Reverse Linked List II (LeetCode Linked List)

Question: Reverse a linked list from position m to n. Do it in-place and in one-pass.
For example:
Given 1->2->3->4->5->NULL, m = 2 and n = 4,
return 1->4->3->2->5->NULL.
Note:
Given m, n satisfy the following condition:
1 ≤ m ≤ n ≤ length of list.

Idea: First add a dummy head since m may be 1. Then find the node m-1, which is right before the section needed to be reversed.

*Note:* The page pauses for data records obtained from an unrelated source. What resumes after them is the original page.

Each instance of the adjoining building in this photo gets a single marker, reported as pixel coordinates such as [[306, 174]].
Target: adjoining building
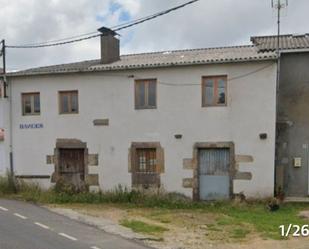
[[292, 153], [201, 122]]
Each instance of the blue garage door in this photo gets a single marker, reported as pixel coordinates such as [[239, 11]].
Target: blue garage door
[[214, 177]]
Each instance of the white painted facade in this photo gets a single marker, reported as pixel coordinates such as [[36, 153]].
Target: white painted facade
[[250, 111]]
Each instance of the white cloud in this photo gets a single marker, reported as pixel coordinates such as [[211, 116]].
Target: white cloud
[[207, 23]]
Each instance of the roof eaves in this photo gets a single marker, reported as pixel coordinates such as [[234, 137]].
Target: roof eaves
[[145, 66]]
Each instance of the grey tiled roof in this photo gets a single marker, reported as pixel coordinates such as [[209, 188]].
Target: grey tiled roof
[[159, 59], [290, 41]]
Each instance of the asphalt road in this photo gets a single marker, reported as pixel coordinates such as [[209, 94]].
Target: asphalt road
[[27, 226]]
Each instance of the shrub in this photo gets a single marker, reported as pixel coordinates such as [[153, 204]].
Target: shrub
[[8, 184]]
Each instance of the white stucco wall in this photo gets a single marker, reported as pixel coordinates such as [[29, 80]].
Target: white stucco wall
[[250, 111]]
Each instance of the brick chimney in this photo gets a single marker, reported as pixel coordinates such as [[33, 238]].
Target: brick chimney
[[110, 51]]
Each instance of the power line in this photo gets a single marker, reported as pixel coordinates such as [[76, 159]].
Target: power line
[[228, 79], [95, 34]]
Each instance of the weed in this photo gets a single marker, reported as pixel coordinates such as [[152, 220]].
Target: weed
[[142, 227]]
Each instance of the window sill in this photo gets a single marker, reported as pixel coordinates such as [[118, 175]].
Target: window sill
[[145, 108]]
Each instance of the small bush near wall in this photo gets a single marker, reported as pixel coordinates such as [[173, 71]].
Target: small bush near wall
[[7, 185]]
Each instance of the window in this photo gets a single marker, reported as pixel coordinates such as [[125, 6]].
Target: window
[[146, 164], [146, 161], [68, 102], [214, 91], [145, 94], [31, 103]]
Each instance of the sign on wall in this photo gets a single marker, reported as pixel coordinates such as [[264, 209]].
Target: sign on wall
[[31, 126], [1, 134]]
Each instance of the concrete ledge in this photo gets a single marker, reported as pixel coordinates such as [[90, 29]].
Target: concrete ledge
[[243, 176], [93, 159], [92, 180], [101, 122], [243, 159], [32, 176], [50, 159], [187, 163]]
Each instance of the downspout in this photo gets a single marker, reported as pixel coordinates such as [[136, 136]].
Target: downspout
[[277, 95], [11, 130]]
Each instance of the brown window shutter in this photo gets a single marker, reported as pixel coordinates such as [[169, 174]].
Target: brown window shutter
[[160, 160], [133, 162]]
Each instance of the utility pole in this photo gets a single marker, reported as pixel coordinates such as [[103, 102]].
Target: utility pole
[[3, 53], [278, 5]]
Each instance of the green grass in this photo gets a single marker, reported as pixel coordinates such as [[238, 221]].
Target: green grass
[[142, 227], [240, 233], [229, 214]]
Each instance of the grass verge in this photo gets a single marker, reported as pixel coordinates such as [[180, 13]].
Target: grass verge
[[142, 227]]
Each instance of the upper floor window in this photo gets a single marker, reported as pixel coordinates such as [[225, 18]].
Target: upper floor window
[[31, 103], [68, 102], [145, 94], [214, 90]]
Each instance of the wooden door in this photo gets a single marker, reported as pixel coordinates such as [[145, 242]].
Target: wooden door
[[214, 174], [72, 166]]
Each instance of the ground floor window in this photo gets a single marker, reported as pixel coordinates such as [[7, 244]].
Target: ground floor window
[[146, 160], [147, 164]]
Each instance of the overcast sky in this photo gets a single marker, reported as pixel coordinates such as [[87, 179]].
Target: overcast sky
[[207, 23]]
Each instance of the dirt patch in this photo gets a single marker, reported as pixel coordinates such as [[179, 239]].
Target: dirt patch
[[191, 229]]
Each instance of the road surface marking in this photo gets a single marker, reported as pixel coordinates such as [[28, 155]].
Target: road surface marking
[[67, 236], [20, 216], [41, 225]]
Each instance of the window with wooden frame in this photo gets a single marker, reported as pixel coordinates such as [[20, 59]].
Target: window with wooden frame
[[146, 94], [68, 102], [214, 91], [146, 160], [31, 104]]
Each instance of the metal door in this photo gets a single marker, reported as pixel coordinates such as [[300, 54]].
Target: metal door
[[72, 166], [214, 176]]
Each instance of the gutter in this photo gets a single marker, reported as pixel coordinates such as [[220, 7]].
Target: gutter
[[97, 68]]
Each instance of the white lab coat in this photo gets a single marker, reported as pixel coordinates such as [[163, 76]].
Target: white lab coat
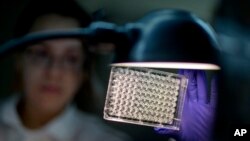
[[71, 125]]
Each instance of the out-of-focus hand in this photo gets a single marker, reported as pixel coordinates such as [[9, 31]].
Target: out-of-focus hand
[[199, 109]]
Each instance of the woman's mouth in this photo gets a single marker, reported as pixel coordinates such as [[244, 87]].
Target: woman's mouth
[[50, 89]]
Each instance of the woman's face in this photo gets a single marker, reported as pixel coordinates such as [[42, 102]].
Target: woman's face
[[52, 70]]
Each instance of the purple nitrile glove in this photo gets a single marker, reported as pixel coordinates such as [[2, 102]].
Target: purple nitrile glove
[[199, 109]]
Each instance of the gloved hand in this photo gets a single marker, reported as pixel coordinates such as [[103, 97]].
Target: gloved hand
[[199, 109]]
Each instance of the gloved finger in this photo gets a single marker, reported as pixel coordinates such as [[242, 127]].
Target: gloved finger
[[201, 78], [170, 133], [214, 91], [192, 84]]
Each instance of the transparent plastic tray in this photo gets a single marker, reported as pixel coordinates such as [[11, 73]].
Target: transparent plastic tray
[[145, 97]]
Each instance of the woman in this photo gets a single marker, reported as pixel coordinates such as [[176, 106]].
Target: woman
[[52, 72]]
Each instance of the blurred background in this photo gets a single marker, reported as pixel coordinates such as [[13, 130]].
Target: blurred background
[[230, 19]]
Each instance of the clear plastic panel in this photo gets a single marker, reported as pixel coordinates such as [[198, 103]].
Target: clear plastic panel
[[145, 97]]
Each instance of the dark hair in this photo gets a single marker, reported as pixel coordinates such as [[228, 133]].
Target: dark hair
[[36, 8]]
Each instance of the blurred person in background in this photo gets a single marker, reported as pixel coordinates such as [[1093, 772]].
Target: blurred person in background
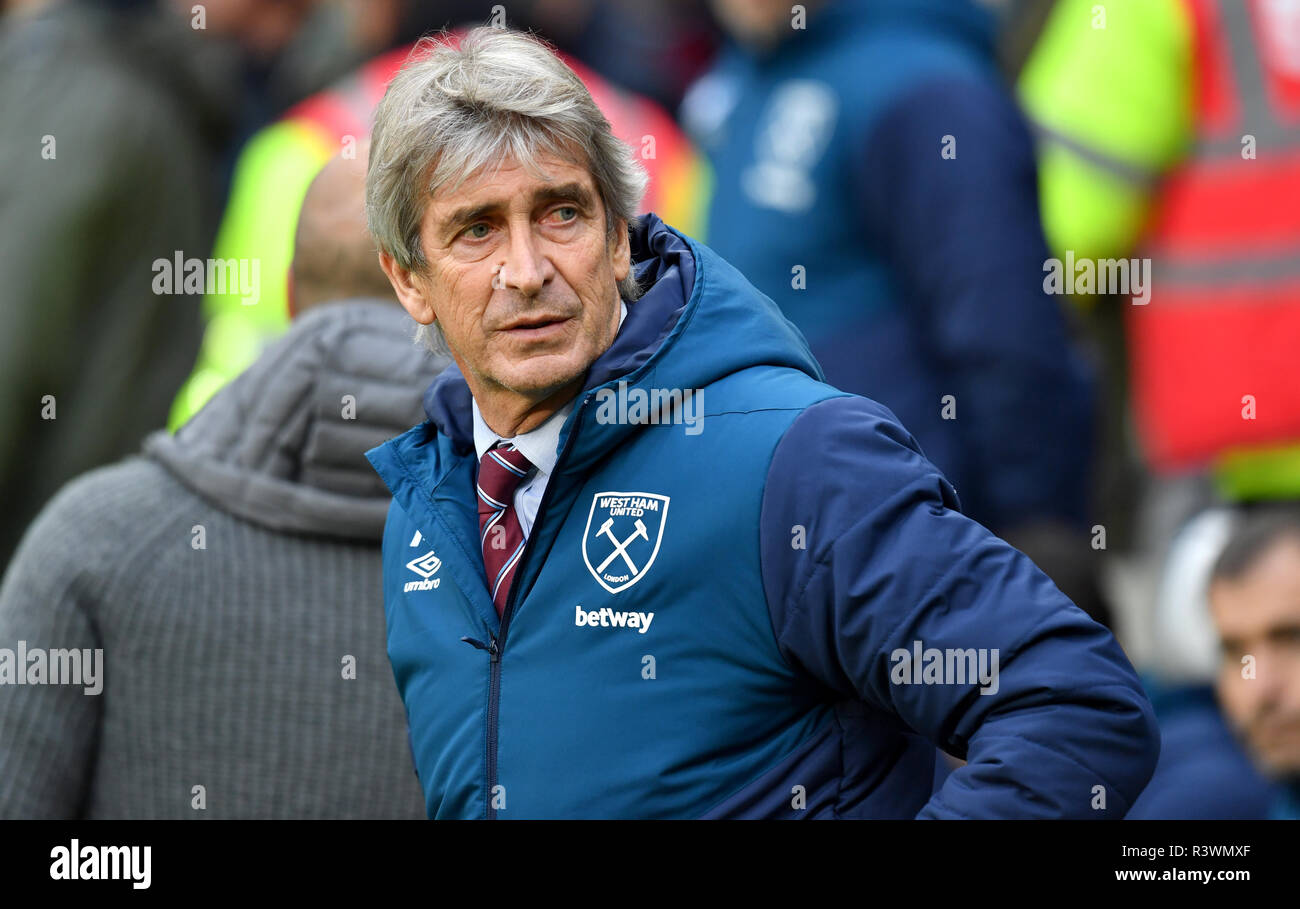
[[278, 163], [120, 121], [1255, 598], [1169, 131], [875, 178], [230, 579], [112, 130], [1204, 771]]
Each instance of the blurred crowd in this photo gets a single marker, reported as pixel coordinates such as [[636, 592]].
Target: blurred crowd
[[1058, 239]]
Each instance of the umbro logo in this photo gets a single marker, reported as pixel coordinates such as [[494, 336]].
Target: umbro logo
[[427, 566]]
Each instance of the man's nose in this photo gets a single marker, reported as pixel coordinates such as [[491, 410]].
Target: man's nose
[[527, 268]]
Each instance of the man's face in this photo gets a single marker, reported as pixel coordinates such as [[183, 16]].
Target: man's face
[[523, 278], [1259, 615]]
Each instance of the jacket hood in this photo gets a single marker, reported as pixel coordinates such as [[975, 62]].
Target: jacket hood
[[967, 21], [697, 321], [284, 444]]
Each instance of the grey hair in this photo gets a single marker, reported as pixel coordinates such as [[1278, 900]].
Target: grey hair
[[453, 111]]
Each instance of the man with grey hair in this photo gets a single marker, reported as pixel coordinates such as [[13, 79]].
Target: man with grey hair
[[641, 561]]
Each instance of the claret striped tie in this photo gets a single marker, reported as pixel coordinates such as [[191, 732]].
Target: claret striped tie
[[499, 533]]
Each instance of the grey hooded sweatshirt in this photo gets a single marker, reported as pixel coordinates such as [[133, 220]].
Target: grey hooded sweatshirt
[[198, 631]]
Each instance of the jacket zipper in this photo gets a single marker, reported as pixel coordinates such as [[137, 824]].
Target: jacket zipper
[[495, 644]]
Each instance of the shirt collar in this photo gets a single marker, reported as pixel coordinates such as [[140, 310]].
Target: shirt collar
[[538, 445]]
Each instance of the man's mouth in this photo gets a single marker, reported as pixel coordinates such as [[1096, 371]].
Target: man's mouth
[[536, 328]]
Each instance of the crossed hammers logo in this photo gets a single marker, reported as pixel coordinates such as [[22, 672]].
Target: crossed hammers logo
[[622, 548]]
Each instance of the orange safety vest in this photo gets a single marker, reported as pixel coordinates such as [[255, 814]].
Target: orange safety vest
[[1214, 354]]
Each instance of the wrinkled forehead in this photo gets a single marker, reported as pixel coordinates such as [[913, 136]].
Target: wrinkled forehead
[[510, 185], [1264, 598]]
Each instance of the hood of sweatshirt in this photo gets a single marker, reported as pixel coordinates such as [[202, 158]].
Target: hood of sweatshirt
[[284, 444]]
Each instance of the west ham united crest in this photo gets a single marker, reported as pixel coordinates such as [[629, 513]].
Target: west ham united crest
[[623, 535]]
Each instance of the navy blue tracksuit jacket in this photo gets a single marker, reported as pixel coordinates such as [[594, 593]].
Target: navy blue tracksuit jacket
[[729, 613]]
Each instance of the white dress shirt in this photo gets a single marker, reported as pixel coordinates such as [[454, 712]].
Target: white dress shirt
[[541, 449]]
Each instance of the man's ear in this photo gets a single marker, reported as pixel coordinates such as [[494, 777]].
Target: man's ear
[[622, 251], [408, 291]]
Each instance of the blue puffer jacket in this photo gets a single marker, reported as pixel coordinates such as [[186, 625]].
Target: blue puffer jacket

Then for each node from m+1 to n, insert it right after the node m-1. The that section is reversed.

Time: O(n) Space: O(1)

Code:

 public class Solution {  
   public ListNode reverseBetween(ListNode head, int m, int n) {  
     if(m==n)  
       return head;  
     ListNode dummy=new ListNode(0);  
     dummy.next=head;  
     ListNode pre=dummy;  
     for(int i=0;i<m-1;i++)  
       pre=pre.next;  
     ListNode head2=pre;  
     pre=head2.next;  
     ListNode cur=pre.next;  
     for(int i=m;i<n;i++)  
     {  
       pre.next=cur.next;  
       cur.next=head2.next;  
       head2.next=cur;  
       cur=pre.next;  
     }  
     return dummy.next;  
   }  
 }